Anil Wasif volunteering at UTM
Anil engaging Economics students (2024) and lecturing (2025) at U of T Mississauga 

Despite his professional demands, Anil has remained deeply involved with UTM. His contributions range from speaking at events, guest lecturing, and judging case competitions to mentoring students and co-developing experiential learning programs. Through BacharLorai, he also provides UTM students with real-world opportunities via the Center for Student Engagement.  

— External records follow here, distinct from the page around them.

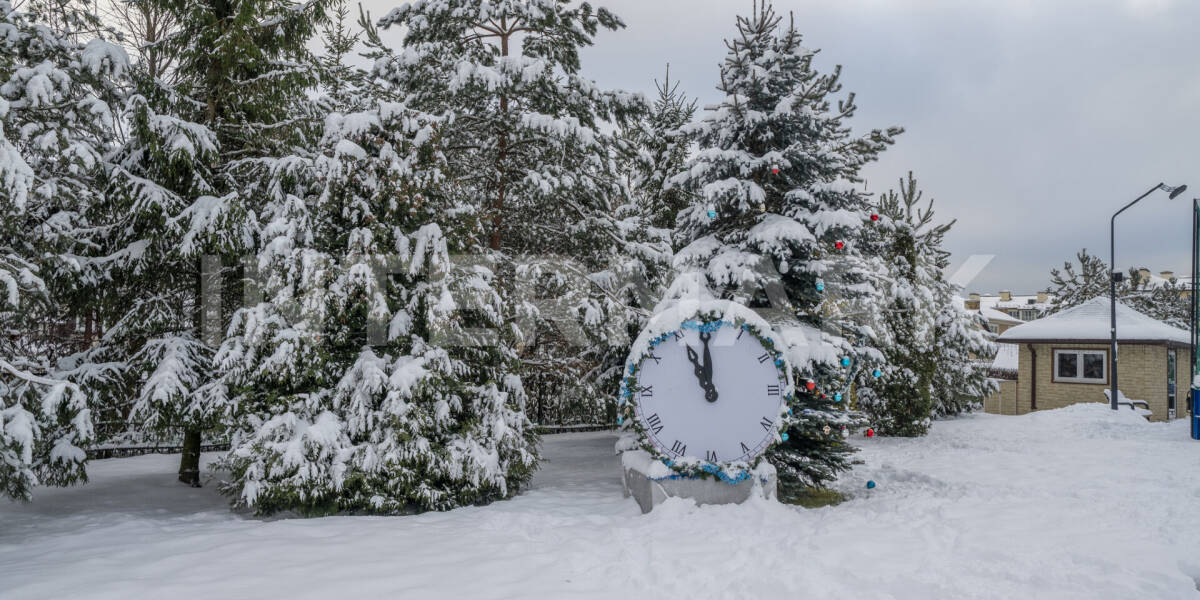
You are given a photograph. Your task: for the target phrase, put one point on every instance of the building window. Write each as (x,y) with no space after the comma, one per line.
(1080,366)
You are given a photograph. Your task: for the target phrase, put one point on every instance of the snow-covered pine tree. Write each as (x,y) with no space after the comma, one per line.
(1072,288)
(778,209)
(181,201)
(1164,300)
(659,150)
(526,149)
(55,121)
(931,346)
(365,378)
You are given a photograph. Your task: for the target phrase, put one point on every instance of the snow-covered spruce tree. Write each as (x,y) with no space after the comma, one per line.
(526,150)
(365,378)
(1164,300)
(778,210)
(659,150)
(184,192)
(1072,288)
(55,124)
(930,339)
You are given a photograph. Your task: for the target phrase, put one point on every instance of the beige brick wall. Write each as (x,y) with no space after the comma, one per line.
(1003,401)
(1143,376)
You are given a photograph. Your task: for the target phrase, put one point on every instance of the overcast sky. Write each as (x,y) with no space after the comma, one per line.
(1030,121)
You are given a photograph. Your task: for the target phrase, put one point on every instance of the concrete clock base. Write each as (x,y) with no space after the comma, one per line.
(651,483)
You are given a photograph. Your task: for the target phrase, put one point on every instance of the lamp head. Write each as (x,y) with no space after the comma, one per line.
(1173,191)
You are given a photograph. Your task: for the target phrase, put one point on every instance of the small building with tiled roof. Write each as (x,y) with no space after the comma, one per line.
(1063,359)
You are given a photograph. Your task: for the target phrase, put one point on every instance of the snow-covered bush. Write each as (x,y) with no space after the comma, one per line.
(367,379)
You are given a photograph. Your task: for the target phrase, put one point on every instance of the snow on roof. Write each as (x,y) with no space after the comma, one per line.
(1007,355)
(1017,303)
(994,315)
(1090,322)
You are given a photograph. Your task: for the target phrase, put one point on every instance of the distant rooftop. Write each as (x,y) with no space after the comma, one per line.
(1089,322)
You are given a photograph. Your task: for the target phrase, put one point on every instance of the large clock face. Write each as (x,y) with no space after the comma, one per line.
(715,396)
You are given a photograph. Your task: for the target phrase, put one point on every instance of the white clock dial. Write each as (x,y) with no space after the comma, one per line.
(715,396)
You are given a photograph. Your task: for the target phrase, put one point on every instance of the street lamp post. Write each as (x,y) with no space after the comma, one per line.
(1113,281)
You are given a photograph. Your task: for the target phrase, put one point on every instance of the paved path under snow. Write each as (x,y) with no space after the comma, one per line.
(1067,504)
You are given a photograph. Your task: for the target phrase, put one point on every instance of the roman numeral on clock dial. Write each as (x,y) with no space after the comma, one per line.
(655,424)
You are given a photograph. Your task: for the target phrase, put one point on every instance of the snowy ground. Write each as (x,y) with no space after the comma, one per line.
(1074,503)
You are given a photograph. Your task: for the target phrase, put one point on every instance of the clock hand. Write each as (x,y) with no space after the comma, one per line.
(707,372)
(703,373)
(696,366)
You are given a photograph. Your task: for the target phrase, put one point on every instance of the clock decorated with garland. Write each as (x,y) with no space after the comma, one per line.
(707,389)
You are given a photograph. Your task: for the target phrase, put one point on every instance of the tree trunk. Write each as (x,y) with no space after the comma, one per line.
(190,461)
(502,157)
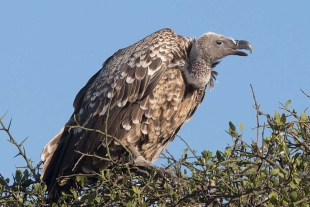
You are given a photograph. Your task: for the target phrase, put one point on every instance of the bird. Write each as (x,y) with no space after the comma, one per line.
(138,100)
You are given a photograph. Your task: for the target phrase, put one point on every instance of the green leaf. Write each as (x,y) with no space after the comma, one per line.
(304,117)
(206,154)
(227,151)
(293,196)
(273,198)
(136,190)
(277,117)
(274,171)
(18,175)
(283,119)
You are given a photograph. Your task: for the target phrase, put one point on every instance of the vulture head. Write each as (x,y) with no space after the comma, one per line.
(205,55)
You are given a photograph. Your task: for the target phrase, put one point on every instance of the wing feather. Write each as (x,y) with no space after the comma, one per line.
(126,78)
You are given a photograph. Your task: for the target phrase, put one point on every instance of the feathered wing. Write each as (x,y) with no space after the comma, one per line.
(123,100)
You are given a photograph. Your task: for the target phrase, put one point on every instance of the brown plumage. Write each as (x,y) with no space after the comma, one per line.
(142,96)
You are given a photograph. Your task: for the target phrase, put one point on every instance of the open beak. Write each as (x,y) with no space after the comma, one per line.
(242,45)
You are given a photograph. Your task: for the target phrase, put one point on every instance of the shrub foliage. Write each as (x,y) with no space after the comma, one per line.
(272,170)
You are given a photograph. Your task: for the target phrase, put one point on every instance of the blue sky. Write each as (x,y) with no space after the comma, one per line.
(49,50)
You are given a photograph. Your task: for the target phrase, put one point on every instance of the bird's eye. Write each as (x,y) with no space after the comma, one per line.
(219,42)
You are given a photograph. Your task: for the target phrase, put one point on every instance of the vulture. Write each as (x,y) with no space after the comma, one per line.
(139,100)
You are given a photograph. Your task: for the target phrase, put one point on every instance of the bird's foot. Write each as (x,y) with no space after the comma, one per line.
(139,161)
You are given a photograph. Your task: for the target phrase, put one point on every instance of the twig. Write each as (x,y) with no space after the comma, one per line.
(21,150)
(257,113)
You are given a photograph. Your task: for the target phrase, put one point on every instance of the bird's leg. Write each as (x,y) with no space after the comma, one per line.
(139,161)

His commitment to U of T’s mission has been recognized through appointments to the Campus Council and Academic Affairs Committee, as well as his role as a Scholar-in-Residence—a program he returns to every summer. 

“I give back because UTM opened doors for me,” he says. “and the people I met there taught me how to push open doors that are closed.” 

Looking Forward 

For new graduates wondering how to stay engaged, Anil offers this advice: “Just show up for people, in real life.” Whether it’s collaborating with a professor, sharing your expertise at a campus event, or mentoring a current student, repeated small gestures over time can leave a lasting impact. 

Anil recognizes that Desmond Parker built a legacy of consistent service in a changing world by staying the course through challenging circumstances. “In a world muted with rhetoric, people remember action.”